Loquor / Torna la pregevole penna di Anthony Weatherill, che questa volta ci parla del confronto col campionato inglese

di Anthony Weatherill

Mentre la FIGC è stata commissariata (QUI i dettagli), Urbano Cairo qualche giorno fa aveva sentito il bisogno di dichiarare al quotidiano La Stampa quanto segue:”la Lega di serie A è attesa da una svolta importante che riguarda la governance, ma c’è da rivedere anche i nostri rapporti con la stessa FIGC. Penso all’esempio inglese: la Premier League si è staccata dalla federazione. Un percorso lungo, ma non impossibile e, soprattutto, da cominciare a studiare con attenzione”. La scorsa settimana, su queste stesse colonne, avevo posto l’attenzione come Urbano Cairo cerchi sempre più di porre l’accento sull’ inadeguatezza dell’attuale struttura economica che regola il massimo campionato calcistico italiano. In un calcio continentale, dove i costi dei cartellini e degli ingaggi dei calciatori continuano a salire vertiginosamente, sembra proprio la Serie A, agli occhi di presidenti come Urbano Cairo, a fare la figura di una cenerentola sempre più avvizzita e triste. Il molto da fare che il presidente del Torino si è dato nelle vicende della mancata rielezione del presidente della Lega A e della FGCI, si presta a qualche interpretazione da retroscena non proprio cristallina e edificante.

Il chiaro riferimento al “modello Premier League” è apparso francamente, a chi abbia un minimo di conoscenza delle cose, subito fuori luogo. Il voler mettersi addosso un vestito cucito per un altro Paese, è diventata inspiegabilmente (almeno per me) ormai pratica consuetudinaria nella storia dell’Italia degli ultimi trent’anni (basti pensare a tutte le vicende legate all’adesione del Belpaese al sistema della moneta unica europea). Vediamo di percorrere brevemente alcune delle vicende che hanno portato alla nascita della Premier League. Le vere svolte epocali avvengono sempre, purtroppo, a causa di guerre o grandi tragedie. Il 15 aprile del 1989, nel corso della semifinale della FA Cup tra Liverpool e Nottingham Forest all’Hillsborough Stadium di Sheffield, morirono 96 tifosi del Liverpool a causa della precaria e fatiscente organizzazione della struttura dello stadio (in molti settori degli stadi inglesi, specie quelli frequentati dalle tifoserie più calde, si continuava ad assistere alla partita in piedi). La commozione che attraversò il Regno Unito a causa della tragedia fu di quelle che lasciano il segno. La risposta che diede l’allora primo ministro Margaret Thatcher, fu di quelle che rimangono significative nel tempo, varando la storica riforma (basata sul Rapporto Taylor) sulla sicurezza negli stadi di calcio. L’allora Cancelliere dello Scacchiere(il ministro delle finanze inglese) John Major, aumentò (attraverso uno storno delle tasse sul gioco d’azzardo) in modo rimarchevole la dotazione finanziaria del “Football Trust” (il fondo statale nato nel 1975 per migliorare gli standard di sicurezza negli stadi), a cui i club calcistici inglesi si rivolsero per ottemperare agl’obblighi di ristrutturazione totale degli stadi voluto dal terzo governo Thatcher e dal successivo governo Major.

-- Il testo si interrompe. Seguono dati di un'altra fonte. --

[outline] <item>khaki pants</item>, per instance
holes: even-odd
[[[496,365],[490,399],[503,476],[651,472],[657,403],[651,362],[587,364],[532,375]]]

In breve tempo gli stadi inglesi assunsero l’aspetto di tranquilli e lussuosi salotti, attirando una nuova tipologia di tifosi (sempre più abbienti) e ricchi sponsor. Inoltre, in quel fatidico inizio degli anni 90, l’emittente televisiva a pagamento BSkyB (British Sky Broadcasting) di Rupert Murdoch fece la sua irruzione nel mercato dei diritti televisivi del calcio inglese, ponendo la principale pietra fondante per la storica dimissione delle 22 squadre della vecchia First Division dalla Football League e, molto più sostanzialmente, dalla gestione dei diritti televisivi attraverso la Football Association. Il 27 maggio del 1992 le squadre ribelli diedero vita alla Premier League al posto della First Division, trasformando la massima serie del campionato di calcio inglese da sport popolare e accessibile a tutte le classi, in un luogo dove ogni tipo di contrattazione finanziaria (quotazione in borsa compresa) fosse possibile. E quando la finanza rende ogni tipo di mercato possibile, ecco che affaristi da ogni parte del mondo cominciano a trovarvi degli interessi economici o geopolitici. Presto le storiche vecchie proprietà dei club inglesi (City, United, Arsenal, Leicester, ecc…)   furono sostituite da sceicchi vari, oligarchi russi, ricchi americani specializzati in gestioni di società delle leghe sportive professionistiche più ricche.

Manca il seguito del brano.